Oil the bottom of a baking pan or sheet pan large enough to hold the cauliflower florets in a single layer. Add the florets and whole garlic cloves, drizzle with 1-2 tablespoons olive oil (enough to coat each floret), sprinkle with sea salt and toss well. Place in 400 degree oven on the middle shelf and cook for 20-25 minutes, stirring halfway through. They’re done when they are easily pierced with a paring knife.
- Set the 4 quart saucepan over medium heat, add 2 tsp olive oil, then add the onion and cook until translucent, about 3-4 minutes.
- Pick out any small stones from the lentils, rinse, and set aside.

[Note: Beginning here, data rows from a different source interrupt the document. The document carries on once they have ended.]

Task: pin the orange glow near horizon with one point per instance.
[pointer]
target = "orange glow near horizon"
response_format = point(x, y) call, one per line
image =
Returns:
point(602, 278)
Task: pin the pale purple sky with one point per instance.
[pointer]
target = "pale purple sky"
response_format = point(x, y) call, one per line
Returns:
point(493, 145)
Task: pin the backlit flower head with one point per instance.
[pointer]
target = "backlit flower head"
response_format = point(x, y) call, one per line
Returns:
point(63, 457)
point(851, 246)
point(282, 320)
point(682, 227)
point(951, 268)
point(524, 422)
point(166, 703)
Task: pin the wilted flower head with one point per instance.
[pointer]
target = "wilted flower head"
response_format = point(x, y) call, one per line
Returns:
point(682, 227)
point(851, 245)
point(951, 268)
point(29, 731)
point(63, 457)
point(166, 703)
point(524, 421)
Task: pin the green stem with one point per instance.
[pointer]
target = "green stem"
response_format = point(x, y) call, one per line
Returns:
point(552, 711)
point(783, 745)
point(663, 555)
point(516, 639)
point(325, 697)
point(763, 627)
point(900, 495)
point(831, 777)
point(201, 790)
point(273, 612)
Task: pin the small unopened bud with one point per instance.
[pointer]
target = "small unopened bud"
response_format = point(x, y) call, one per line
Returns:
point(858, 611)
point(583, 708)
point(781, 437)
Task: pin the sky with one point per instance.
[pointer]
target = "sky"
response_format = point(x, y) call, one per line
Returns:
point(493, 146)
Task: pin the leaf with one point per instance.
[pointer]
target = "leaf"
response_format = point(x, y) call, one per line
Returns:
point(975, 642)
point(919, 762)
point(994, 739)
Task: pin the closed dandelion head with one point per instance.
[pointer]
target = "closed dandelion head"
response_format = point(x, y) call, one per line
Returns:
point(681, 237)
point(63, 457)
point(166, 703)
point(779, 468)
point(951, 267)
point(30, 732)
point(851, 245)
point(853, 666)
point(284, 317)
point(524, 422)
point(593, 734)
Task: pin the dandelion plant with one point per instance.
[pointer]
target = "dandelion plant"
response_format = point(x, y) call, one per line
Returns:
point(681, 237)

- Add ginger, curry power, and optional chopped garlic (add only if you will not be roasting the cauliflower with garlic) to the onions. Stir until the spices are aromatic, about one minute.
- Add the lentils, 4 ½ cups water, bay leaf and salt, raise the heat to high and bring to the boil, then lower to a simmer and cook uncovered about 20-25 minutes. Taste test the lentils after 20 minutes to check for tenderness. Add more water if it becomes too dried out (you want the lentils to have some liquid in them).
- Remove the bay leaf from the lentils when done. Remove the cauliflower from the oven and gently stir into the lentils. Check for seasoning. Serve with Freekah.